La morale de l’âge interstellaire n’est pas encore née et les peuples les plus avancés en civilisation en souffrent cruellement. Le dépassement de la terre, considérée jusqu’alors comme seul cadre de notre existence, doit s’accompagner d’une révolution dans la vie des hommes comparable à celle qui présida à la découverte de l’Amérique. Il faut s’attendre à un bouleversement complet des structures économiques, politiques, artistiques, sociales, etc. De nouvelles conceptions verront le jour et nous aurons vraisemblablement des notions neuves sur certaines constantes comme la guerre et la paix, le chômage et le plein emploi, le travail et le loisir…
Les morales sont les cadres des activités et des pensées humaines. À un bouleversement général de ces activités et de ces pensées doit correspondre un renouvellement des morales ambiantes ; or, les morales terrestres qui continuent d’avoir cours sont déjà périmées. Le christianisme est périmé : il enseigne aux hommes la vénération de Dieu, c’est-à-dire qu’il enseigne à la terre la vénération du cosmos ; or, on ne vénère plus ce que l’on a violé : on s’y attache davantage ou l’on s’en dégoûte, mais on ne le vénère plus. Le marxisme est périmé : l’espace ne peut pas s’approprier car il est incommensurable et l’on ne divise pas l’infini.

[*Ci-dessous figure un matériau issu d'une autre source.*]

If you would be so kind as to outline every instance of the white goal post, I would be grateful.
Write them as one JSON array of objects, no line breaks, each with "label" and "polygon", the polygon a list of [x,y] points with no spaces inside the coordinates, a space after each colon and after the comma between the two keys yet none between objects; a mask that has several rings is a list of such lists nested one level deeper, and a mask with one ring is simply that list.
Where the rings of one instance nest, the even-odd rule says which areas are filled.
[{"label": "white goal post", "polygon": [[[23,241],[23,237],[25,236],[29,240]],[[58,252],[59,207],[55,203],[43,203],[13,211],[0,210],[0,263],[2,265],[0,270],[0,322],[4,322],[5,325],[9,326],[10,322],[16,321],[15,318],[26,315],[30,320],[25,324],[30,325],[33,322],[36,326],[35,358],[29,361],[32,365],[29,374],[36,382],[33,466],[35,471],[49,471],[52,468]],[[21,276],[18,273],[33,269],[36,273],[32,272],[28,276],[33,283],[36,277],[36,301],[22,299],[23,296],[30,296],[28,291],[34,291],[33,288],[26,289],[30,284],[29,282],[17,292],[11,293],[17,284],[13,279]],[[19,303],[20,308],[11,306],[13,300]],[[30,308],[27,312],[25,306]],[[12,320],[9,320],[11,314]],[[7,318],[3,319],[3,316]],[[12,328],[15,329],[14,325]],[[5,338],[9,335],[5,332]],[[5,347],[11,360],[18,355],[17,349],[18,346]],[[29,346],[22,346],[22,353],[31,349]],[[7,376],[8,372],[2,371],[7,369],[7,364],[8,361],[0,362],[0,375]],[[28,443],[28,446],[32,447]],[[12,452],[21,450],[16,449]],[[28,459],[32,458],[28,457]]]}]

Pourtant, on continue à enseigner que Dieu fit la terre et les hommes sur terre. Aujourd’hui l’homme parcourt la lune ? Eh bien ! Tant mieux ! Il pourra ainsi mieux contempler l’œuvre de Dieu. Oui… Mais Dieu a reculé. On continue à enseigner les vertus du bien commun, bien que les puissances les plus avancées dans le nouvel âge parlent de se partager les espaces. Cela fait sourire et suscite à l’esprit l’image de deux petits Lusitaniens qui auraient longuement disputé sur le meilleur mode d’attribution des immensités inconnues du continent américain.
Si une nouvelle morale est donc nécessaire, un vieux problème n’a toujours pas été résolu : les morales et les moralistes sont-ils autonomes ou procèdent-ils de la matière qu’ils ont pour tâche de régir ? Jésus Christ a-t-il créé le christianisme pour le mettre au service du monde chrétien ou est-ce le monde chrétien qui a soufflé à Jésus la morale nécessaire ? Karl Marx a-t-il servi le monde prolétarien ou est-ce le monde prolétarien qui s’est servi de lui ? Vieux problème certes académique s’agissant du passé mais qui revêt une importance extrême s’agissant de l’avenir : car, si le premier processus est le bon, alors il faudrait que tous les penseurs de l’univers se mettent courageusement au travail et tentent de découvrir les éléments essentiels d’une nouvelle éthique tenant compte des conditions imposées à l’homme par un monde nouveau ; par contre, si la seconde démarche est la bonne, alors il ne nous reste plus qu’à attendre l’avènement d’un prophète ; et, en attendant, il nous faut vivre tant bien que mal et prier ardemment les forces obscures de nous envoyer au plus tôt le messie dont nous, peuples fabricants de fusées, avons déjà besoin.